Ian Tenney | Training Data Attribution

Training Data Attribution (TDA) aims to explain model behavior in terms of specific examples from the data it was trained on. For classification or another supervised task this might be labeled (input, output) pairs, while for a language model these could be segments of running text from the pretraining corpus.

In theory, data attribution could be computed by simply making a change to the training set - such as removing an example - then re-training the model and seeing how its behavior changes. This is computationally expensive, however, so TDA methods allow us to approximate this in an efficient manner.

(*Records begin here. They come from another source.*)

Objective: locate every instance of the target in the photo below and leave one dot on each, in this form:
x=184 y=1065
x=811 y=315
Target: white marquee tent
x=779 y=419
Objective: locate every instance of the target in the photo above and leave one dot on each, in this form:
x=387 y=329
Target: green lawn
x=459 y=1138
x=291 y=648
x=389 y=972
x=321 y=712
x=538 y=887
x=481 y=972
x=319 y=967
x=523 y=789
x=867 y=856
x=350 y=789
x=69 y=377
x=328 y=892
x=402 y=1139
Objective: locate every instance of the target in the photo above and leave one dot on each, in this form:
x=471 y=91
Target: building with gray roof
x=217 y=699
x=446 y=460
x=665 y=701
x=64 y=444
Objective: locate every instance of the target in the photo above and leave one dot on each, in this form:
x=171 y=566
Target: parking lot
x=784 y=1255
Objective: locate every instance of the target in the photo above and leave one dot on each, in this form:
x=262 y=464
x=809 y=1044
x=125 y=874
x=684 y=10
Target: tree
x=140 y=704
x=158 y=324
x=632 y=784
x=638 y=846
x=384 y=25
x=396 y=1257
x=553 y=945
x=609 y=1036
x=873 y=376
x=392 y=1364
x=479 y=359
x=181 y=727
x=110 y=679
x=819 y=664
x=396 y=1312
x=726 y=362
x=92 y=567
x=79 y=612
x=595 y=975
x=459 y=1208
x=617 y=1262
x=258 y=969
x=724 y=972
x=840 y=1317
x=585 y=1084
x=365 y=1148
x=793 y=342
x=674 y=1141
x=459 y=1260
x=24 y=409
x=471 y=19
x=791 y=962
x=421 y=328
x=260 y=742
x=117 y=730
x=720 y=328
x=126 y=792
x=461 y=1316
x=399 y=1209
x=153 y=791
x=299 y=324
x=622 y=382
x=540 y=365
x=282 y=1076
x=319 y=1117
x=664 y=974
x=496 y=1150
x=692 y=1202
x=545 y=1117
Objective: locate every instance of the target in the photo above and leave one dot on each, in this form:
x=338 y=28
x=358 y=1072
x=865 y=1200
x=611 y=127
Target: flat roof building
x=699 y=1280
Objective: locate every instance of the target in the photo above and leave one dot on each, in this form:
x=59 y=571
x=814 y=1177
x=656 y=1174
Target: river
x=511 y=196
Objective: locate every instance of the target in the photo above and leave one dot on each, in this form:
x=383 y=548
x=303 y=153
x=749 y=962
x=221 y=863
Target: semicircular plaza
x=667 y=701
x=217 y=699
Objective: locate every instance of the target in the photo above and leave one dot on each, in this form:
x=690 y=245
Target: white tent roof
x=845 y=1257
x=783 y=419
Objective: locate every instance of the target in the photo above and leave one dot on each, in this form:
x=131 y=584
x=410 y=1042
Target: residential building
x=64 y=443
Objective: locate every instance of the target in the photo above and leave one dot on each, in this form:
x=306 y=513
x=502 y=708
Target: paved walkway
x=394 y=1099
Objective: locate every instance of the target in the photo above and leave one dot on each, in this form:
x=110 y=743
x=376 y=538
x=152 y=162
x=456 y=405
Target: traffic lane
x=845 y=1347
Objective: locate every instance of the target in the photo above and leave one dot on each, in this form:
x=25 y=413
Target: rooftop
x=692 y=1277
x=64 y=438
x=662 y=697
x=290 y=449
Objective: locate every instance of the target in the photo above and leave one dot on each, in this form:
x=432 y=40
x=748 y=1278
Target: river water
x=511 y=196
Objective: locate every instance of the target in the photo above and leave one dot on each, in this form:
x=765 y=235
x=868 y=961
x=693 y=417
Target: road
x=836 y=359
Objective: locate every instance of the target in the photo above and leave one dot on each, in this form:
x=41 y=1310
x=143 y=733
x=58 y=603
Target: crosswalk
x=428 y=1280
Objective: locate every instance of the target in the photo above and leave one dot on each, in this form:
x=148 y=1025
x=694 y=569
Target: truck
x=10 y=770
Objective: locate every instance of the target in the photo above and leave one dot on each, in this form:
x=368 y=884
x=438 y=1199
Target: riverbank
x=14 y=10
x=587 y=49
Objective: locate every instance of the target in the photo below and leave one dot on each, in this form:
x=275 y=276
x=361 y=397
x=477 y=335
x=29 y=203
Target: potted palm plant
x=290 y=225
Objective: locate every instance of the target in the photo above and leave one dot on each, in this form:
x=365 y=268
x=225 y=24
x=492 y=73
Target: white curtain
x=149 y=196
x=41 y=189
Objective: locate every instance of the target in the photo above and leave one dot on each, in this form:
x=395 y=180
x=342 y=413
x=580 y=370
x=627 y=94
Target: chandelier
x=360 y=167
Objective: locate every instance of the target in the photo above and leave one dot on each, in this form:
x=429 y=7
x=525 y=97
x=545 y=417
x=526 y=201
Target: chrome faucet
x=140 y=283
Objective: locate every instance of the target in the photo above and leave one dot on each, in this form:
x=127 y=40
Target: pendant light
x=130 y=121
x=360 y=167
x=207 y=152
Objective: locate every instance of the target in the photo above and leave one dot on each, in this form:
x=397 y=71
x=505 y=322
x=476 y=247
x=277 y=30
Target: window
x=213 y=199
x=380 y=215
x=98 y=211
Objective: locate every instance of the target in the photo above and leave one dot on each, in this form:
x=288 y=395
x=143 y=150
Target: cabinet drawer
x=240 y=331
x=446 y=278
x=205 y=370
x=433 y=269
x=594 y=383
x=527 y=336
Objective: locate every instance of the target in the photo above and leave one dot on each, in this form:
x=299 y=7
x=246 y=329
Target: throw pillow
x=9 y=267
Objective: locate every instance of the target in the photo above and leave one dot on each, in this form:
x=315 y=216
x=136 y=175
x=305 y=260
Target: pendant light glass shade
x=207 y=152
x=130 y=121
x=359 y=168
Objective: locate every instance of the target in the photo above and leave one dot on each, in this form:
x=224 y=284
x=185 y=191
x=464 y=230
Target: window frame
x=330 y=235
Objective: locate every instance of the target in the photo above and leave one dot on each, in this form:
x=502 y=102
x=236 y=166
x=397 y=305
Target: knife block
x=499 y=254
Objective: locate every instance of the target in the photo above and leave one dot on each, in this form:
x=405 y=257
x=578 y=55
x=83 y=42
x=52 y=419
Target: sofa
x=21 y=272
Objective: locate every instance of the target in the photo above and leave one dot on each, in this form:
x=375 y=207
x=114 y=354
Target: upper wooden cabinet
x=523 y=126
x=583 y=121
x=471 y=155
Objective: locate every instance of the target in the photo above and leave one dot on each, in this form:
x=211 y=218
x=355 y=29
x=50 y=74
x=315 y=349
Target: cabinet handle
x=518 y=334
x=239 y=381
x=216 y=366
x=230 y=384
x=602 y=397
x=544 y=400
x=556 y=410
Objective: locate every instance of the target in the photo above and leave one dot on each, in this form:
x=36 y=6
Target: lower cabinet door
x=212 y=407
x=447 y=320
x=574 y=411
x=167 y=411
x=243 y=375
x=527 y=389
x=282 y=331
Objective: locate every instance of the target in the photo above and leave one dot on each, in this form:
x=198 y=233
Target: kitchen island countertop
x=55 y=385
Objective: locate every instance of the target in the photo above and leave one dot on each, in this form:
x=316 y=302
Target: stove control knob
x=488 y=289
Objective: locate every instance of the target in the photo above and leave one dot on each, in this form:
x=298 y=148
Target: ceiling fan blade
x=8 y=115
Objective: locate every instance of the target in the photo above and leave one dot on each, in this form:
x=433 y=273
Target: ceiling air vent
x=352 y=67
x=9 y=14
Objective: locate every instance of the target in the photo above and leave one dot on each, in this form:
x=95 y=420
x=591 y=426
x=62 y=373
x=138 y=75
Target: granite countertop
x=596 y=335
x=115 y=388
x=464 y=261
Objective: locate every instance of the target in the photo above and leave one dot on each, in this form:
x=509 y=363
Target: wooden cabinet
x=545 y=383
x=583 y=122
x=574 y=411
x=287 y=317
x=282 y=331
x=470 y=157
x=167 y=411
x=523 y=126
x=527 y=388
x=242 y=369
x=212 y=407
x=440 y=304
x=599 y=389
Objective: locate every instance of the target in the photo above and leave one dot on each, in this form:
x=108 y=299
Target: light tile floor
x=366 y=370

Scalable Influence and Fact Tracing for Large Language Model Pretraining

Tyler A. Chang, Dheeraj Rajagopal, Tolga Bolukbasi, Lucas Dixon, and Ian Tenney

ICLR, 2025

Abstract arXiv ICLR 2025 Bluesky Thread Blog Code Dataset Demo

Training data attribution (TDA) methods aim to attribute model outputs back to specific training examples, and the application of these methods to large language model (LLM) outputs could significantly advance model transparency and data curation. However, it has been challenging to date to apply these methods to the full scale of LLM pretraining. In this paper, we refine existing gradient-based methods to work effectively at scale, allowing us to retrieve influential examples for an 8B-parameter language model from a pretraining corpus of over 160B tokens with no need for subsampling or pre-filtering. Our method combines several techniques, including optimizer state correction, a task-specific Hessian approximation, and normalized encodings, which we find to be critical for performance at scale. In quantitative evaluations on a fact tracing task, our method performs best at identifying examples that influence model predictions, but classical, model-agnostic retrieval methods such as BM25 still perform better at finding passages which explicitly contain relevant facts. These results demonstrate a misalignment between factual attribution and causal influence. With increasing model size and training tokens, we find that influence more closely aligns with attribution. Finally, we examine different types of examples identified as influential by our method, finding that while many directly entail a particular fact, others support the same output by reinforcing priors on relation types, common entities, and names.
Simfluence: Modeling the Influence of Individual Training Examples by Simulating Training Runs

Kelvin Guu, Albert Webson, Ellie Pavlick, Lucas Dixon, Ian Tenney, and Tolga Bolukbasi

arXiv preprint, 2023

Abstract arXiv Thread

Training data attribution (TDA) methods offer to trace a model’s prediction on any given example back to specific influential training examples. Existing approaches do so by assigning a scalar influence score to each training example, under a simplifying assumption that influence is additive. But in reality, we observe that training examples interact in highly non-additive ways due to factors such as inter-example redundancy, training order, and curriculum learning effects. To study such interactions, we propose Simfluence, a new paradigm for TDA where the goal is not to produce a single influence score per example, but instead a training run simulator: the user asks, “If my model had trained on example z1, then z2, ..., then zn, how would it behave on ztest?”; the simulator should then output a simulated training run, which is a time series predicting the loss on ztest at every step of the simulated run. This enables users to answer counterfactual questions about what their model would have learned under different training curricula, and to directly see where in training that learning would occur. We present a simulator, Simfluence-Linear, that captures non-additive interactions and is often able to predict the spiky trajectory of individual example losses with surprising fidelity. Furthermore, we show that existing TDA methods such as TracIn and influence functions can be viewed as special cases of Simfluence-Linear. This enables us to directly compare methods in terms of their simulation accuracy, subsuming several prior TDA approaches to evaluation. In experiments on large language model (LLM) fine-tuning, we show that our method predicts loss trajectories with much higher accuracy than existing TDA methods (doubling Spearman’s correlation and reducing mean-squared error by 75%) across several tasks, models, and training methods.
Tracing Knowledge in Language Models Back to the Training Data

Ekin Akyürek, Tolga Bolukbasi, Frederick Liu, Binbin Xiong, Ian Tenney, Jacob Andreas, and Kelvin Guu

In Findings of the Association for Computational Linguistics: EMNLP, 2022

Abstract arXiv Thread Code Dataset

Language models (LMs) have been shown to memorize a great deal of factual knowledge contained in their training data. But when an LM generates an assertion, it is often difficult to determine where it learned this information and whether it is true. In this paper, we propose the problem of fact tracing: identifying which training examples taught an LM to generate a particular factual assertion. Prior work on training data attribution (TDA) may offer effective tools for identifying such examples, known as "proponents". We present the first quantitative benchmark to evaluate this. We compare two popular families of TDA methods – gradient-based and embedding-based – and find that much headroom remains. For example, both methods have lower proponent-retrieval precision than an information retrieval baseline (BM25) that does not have access to the LM at all. We identify key challenges that may be necessary for further improvement such as overcoming the problem of gradient saturation, and also show how several nuanced implementation details of existing neural TDA methods can significantly improve overall fact tracing performance.